A falta de realização de capina e de limpeza de ruas e lotes em diversas regiões da cidade fazem com que a população questione o comprometimento do poder público municipal no combate à dengue. Somente no primeiro mês deste ano, já foram registrados 552 casos na cidade, sendo 103 confirmados. Já em 2015 foram 21.434 casos confirmados da doença, o que transformou Betim na capital mineira da dengue.
Para betinenses, os números revelam descaso e falta de vontade política. “Estamos vivendo uma epidemia de dengue e a prefeitura parece não se preocupar. É preciso um trabalho mais eficaz não só dentro das casas das pessoas, por meio do trabalho dos agentes, mas, também, nas ruas, já que estão abandonadas. A limpeza das vias públicas e a capina quase inexistem aqui no bairro”, afirma Suelly dos Santos, 38, moradora do Imbiruçu. “Outro ponto que nos chama a atenção é a quantidade de carros velhos, abandonados a céu aberto. Quando chove, a água acumula, o que é um foco ideal para a dengue”, ressalta.
O problema se torna ainda maior quando o responsável pelo despejo de lixo é a própria administração pública. É o que acontece em um terreno com entulho acumulado na região do Teresópolis, onde é realizado uma vez por ano o tradicional Rodeio do Imbiruçu. Uma servidora municipal, que pediu para não ser identificada, admitiu que o município joga lixo no local. “Já temos poucas máquinas de limpeza para trabalhar. O que sabemos é que a administração do Teresópolis despeja lixo no local, o que não é correto”, afirma.
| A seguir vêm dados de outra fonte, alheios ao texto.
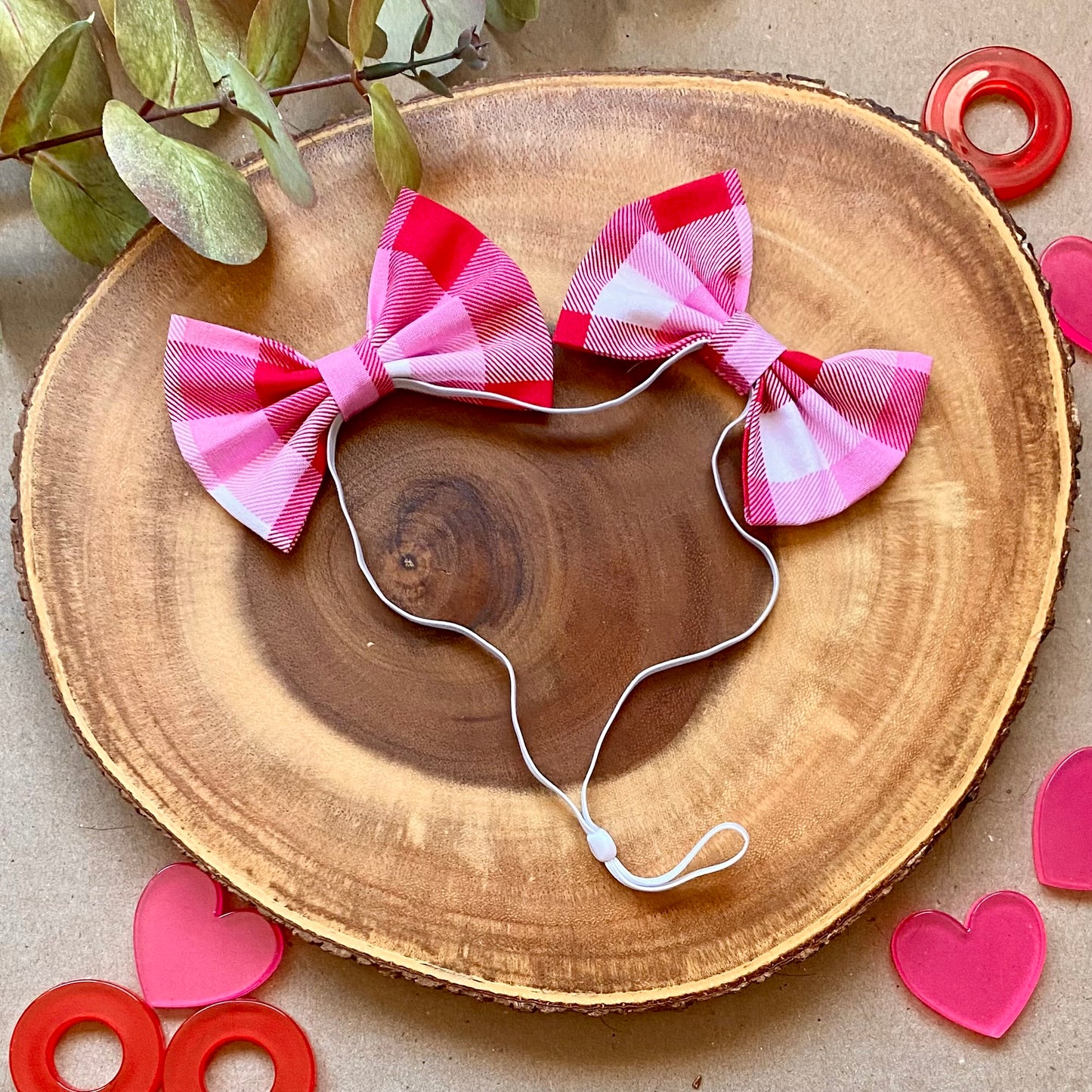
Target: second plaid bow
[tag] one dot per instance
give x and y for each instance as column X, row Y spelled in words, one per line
column 444, row 306
column 674, row 270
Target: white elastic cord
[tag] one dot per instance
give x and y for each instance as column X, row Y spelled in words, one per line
column 601, row 842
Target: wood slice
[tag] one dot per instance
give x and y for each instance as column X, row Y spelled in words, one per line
column 357, row 777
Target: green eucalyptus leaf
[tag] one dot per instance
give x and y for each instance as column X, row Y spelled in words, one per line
column 524, row 10
column 434, row 84
column 159, row 48
column 397, row 154
column 218, row 36
column 280, row 150
column 26, row 118
column 401, row 20
column 382, row 70
column 196, row 194
column 362, row 25
column 338, row 24
column 26, row 29
column 424, row 33
column 277, row 39
column 498, row 17
column 81, row 200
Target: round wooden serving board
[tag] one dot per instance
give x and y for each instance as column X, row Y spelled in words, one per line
column 357, row 777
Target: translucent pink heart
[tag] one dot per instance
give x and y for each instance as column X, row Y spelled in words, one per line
column 981, row 974
column 1067, row 265
column 1062, row 831
column 189, row 954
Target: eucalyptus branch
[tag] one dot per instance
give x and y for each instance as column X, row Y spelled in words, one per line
column 379, row 71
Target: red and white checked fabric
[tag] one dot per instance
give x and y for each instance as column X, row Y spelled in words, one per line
column 444, row 306
column 676, row 268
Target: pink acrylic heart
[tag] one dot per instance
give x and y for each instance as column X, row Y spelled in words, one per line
column 189, row 954
column 981, row 974
column 1067, row 265
column 1062, row 830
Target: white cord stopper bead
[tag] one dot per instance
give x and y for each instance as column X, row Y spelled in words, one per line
column 602, row 846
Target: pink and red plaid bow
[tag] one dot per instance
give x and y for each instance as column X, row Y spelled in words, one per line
column 444, row 306
column 675, row 269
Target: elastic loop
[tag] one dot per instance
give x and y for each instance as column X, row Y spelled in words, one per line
column 599, row 840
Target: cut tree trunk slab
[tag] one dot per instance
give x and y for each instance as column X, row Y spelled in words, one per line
column 356, row 777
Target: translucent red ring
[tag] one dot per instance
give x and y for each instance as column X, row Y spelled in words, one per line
column 206, row 1032
column 1027, row 81
column 47, row 1018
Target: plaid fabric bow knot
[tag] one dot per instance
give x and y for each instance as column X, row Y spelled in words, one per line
column 444, row 305
column 675, row 269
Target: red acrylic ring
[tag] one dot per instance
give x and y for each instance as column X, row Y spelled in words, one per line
column 1027, row 81
column 39, row 1030
column 206, row 1032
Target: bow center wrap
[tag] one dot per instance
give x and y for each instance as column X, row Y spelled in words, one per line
column 355, row 376
column 672, row 272
column 744, row 351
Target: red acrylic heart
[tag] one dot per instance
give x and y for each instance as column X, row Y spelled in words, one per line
column 1062, row 831
column 981, row 974
column 1067, row 265
column 189, row 952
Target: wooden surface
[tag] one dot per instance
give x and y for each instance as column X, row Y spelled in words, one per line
column 356, row 777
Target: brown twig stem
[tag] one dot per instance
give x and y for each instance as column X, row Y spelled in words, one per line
column 162, row 114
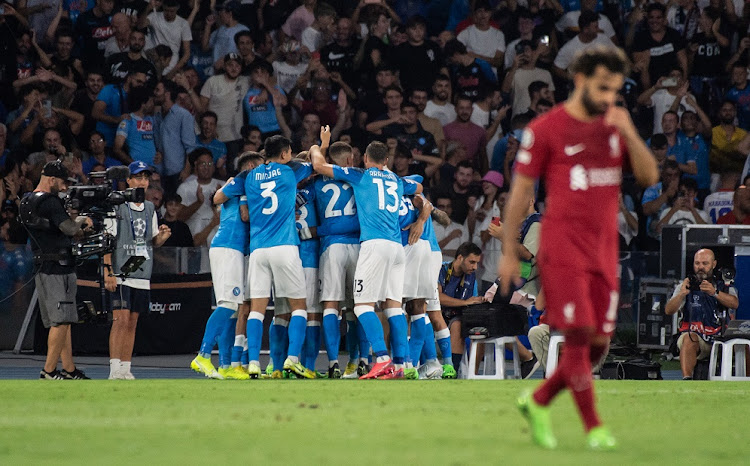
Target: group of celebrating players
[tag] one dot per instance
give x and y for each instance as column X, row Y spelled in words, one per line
column 320, row 237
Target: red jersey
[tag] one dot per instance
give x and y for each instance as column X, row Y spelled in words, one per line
column 581, row 164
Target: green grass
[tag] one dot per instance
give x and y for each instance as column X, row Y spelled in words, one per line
column 336, row 422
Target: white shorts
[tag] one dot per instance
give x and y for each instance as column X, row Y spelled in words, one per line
column 280, row 266
column 227, row 274
column 380, row 272
column 311, row 287
column 337, row 266
column 436, row 262
column 418, row 280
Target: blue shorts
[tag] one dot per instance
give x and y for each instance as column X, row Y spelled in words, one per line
column 132, row 299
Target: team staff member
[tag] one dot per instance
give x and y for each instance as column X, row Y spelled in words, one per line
column 137, row 231
column 51, row 229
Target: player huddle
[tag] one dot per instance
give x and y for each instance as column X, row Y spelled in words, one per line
column 320, row 238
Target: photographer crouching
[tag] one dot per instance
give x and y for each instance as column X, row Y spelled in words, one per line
column 708, row 301
column 137, row 232
column 51, row 229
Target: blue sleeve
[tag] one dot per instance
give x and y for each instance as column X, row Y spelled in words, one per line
column 487, row 70
column 410, row 187
column 649, row 194
column 236, row 187
column 187, row 129
column 348, row 174
column 498, row 154
column 301, row 170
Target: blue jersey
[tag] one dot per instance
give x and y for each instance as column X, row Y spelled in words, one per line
column 261, row 115
column 428, row 233
column 309, row 249
column 377, row 194
column 115, row 97
column 233, row 233
column 139, row 136
column 271, row 192
column 407, row 215
column 337, row 211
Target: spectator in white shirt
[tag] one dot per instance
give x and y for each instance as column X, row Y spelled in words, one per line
column 482, row 40
column 450, row 237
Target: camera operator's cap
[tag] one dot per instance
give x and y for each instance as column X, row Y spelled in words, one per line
column 138, row 167
column 232, row 56
column 494, row 177
column 56, row 169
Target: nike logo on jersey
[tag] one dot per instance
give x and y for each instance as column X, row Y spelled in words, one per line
column 573, row 150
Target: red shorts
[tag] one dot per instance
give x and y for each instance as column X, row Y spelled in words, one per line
column 580, row 299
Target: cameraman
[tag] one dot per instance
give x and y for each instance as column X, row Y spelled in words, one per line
column 138, row 232
column 708, row 301
column 51, row 229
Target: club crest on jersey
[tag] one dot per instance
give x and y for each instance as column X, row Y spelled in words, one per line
column 527, row 140
column 614, row 146
column 144, row 126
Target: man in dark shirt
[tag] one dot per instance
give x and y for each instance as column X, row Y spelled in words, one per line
column 119, row 65
column 338, row 56
column 418, row 60
column 181, row 236
column 658, row 49
column 51, row 230
column 92, row 29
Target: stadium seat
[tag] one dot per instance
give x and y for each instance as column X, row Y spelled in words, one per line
column 553, row 354
column 494, row 351
column 733, row 349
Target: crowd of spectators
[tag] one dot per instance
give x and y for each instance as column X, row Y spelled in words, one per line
column 187, row 85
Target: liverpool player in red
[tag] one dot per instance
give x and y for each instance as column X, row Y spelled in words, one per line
column 579, row 150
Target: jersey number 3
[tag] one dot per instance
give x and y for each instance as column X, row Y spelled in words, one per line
column 391, row 187
column 268, row 193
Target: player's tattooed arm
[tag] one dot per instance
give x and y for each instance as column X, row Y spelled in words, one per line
column 319, row 162
column 441, row 217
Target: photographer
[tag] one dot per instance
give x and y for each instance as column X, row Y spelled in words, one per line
column 138, row 232
column 708, row 301
column 51, row 230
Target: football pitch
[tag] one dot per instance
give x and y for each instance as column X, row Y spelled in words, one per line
column 357, row 422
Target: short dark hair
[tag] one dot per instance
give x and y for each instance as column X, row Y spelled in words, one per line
column 198, row 152
column 173, row 89
column 537, row 86
column 467, row 249
column 658, row 141
column 613, row 59
column 208, row 113
column 338, row 149
column 247, row 157
column 464, row 164
column 656, row 6
column 587, row 17
column 454, row 47
column 242, row 34
column 377, row 152
column 689, row 183
column 409, row 104
column 275, row 145
column 138, row 96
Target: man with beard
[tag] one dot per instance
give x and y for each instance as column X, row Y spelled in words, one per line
column 119, row 65
column 51, row 230
column 83, row 103
column 704, row 303
column 472, row 136
column 581, row 163
column 725, row 140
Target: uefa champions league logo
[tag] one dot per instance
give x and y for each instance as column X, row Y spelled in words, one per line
column 139, row 227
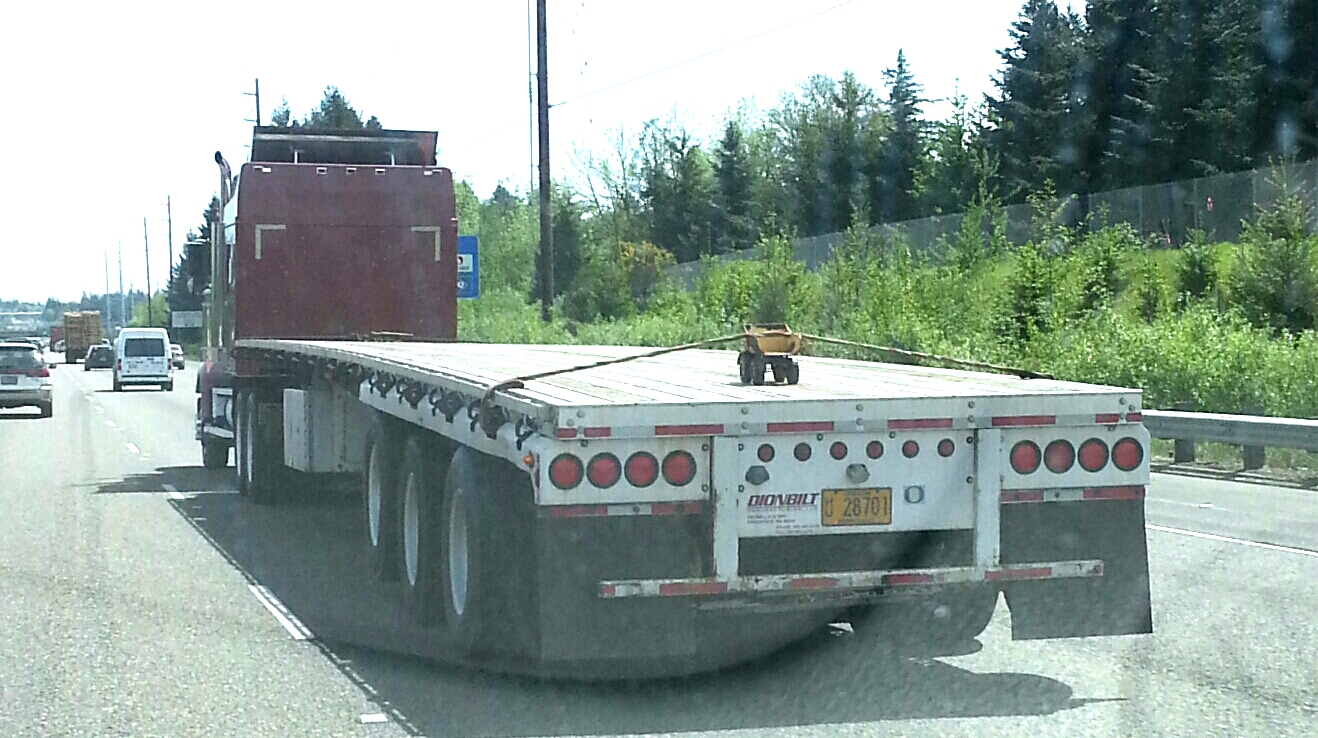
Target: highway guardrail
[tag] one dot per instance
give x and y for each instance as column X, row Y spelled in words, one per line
column 1252, row 432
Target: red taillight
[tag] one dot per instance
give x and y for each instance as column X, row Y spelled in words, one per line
column 679, row 468
column 642, row 469
column 566, row 471
column 1093, row 455
column 1127, row 454
column 604, row 471
column 1060, row 456
column 1026, row 457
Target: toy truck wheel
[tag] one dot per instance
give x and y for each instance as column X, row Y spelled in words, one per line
column 418, row 525
column 215, row 455
column 381, row 460
column 757, row 370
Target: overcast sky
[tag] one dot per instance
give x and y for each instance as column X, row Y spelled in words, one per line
column 111, row 107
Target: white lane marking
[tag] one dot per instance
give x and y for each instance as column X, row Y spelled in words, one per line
column 287, row 620
column 1240, row 540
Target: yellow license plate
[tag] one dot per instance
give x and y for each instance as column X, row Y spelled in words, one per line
column 857, row 506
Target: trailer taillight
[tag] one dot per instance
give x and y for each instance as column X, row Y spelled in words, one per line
column 1026, row 456
column 1060, row 456
column 679, row 468
column 604, row 471
column 566, row 471
column 642, row 469
column 1127, row 454
column 1093, row 455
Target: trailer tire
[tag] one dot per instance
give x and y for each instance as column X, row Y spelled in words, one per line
column 381, row 460
column 265, row 464
column 419, row 489
column 215, row 455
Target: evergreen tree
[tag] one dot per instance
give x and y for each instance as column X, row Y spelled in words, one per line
column 904, row 144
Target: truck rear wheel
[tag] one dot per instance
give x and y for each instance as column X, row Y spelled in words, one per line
column 215, row 455
column 380, row 496
column 419, row 489
column 467, row 585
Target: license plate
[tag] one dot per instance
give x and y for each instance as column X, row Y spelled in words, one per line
column 857, row 506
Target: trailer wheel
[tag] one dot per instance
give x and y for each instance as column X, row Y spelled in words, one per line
column 380, row 496
column 419, row 488
column 215, row 455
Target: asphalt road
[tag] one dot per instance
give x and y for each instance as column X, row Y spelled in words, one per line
column 140, row 596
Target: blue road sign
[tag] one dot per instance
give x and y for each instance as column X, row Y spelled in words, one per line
column 468, row 268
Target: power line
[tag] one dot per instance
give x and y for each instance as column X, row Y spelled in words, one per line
column 651, row 73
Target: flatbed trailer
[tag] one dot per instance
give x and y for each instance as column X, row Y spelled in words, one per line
column 620, row 514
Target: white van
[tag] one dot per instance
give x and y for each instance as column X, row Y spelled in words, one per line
column 143, row 357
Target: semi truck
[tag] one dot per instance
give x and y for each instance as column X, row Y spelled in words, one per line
column 82, row 331
column 600, row 509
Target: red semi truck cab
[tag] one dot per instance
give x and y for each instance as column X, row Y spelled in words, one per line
column 326, row 235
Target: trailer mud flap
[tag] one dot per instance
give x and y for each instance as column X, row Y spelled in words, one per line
column 1114, row 604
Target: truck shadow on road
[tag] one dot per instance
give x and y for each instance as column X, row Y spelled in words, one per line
column 307, row 552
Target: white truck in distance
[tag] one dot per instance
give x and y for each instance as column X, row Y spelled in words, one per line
column 659, row 517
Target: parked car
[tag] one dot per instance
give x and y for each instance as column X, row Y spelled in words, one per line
column 100, row 356
column 24, row 377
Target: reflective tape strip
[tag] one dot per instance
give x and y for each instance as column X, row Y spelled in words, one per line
column 692, row 508
column 1072, row 494
column 919, row 423
column 803, row 427
column 705, row 430
column 848, row 580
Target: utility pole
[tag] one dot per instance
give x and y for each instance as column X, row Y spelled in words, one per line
column 257, row 95
column 107, row 287
column 150, row 319
column 542, row 79
column 169, row 219
column 123, row 307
Já no Citrolândia a situação de descaso não é diferente. A reportagem flagrou montanhas de lixo nas ruas das região. O morador Gilmar Oliveira, 54, afirma que não sabe mais o que fazer. “Já fiz minha parte como cidadão, que é cuidar da minha casa. Tentei ajudar a prefeitura a realizar o seu trabalho, mas os responsáveis parecem não se importar. Fingem de bobos. Já liguei para a Zoonoses e expliquei que, aqui na minha rua, a Bandeirantes, a situação está complicada. Há água parada para todos os lados. Eles disseram que viriam, mas, até agora, nada”.
Flagrante
Os potenciais focos de dengue parecem passar despercebidos para a administração pública até mesmo quando estão na porta da prefeitura. É que a carcaça de um carro abandonado acumula água há dias na rua do estacionamento do próprio Centro Administrativo.
Segundo a prefeitura, compete à administração municipal a manutenção do uso regulamentar das vias públicas e que, no caso de carcaças e veículos abandonados, a competência constitucional não é atribuída ao município.
A prefeitura informou que cada regional dispõe de uma equipe de limpeza e que o cronograma de capina e limpeza das vias são determinados por cada regional. A prefeitura informa, ainda, que as equipes dos Agentes de Combate a Endemias realizam, diariamente, visitas domiciliares para inspecionar as casas e conscientizar a população.
Sobre o caso do terreno do Imbiruçu, a prefeitura negou que esteja descartando entulhos no local.
Casos registrados
A regional que apresentou maior número de casos da dengue, em 2015, foi a Alterosas, com 4.590, seguida pelo Imbiruçu, com 4.058 casos.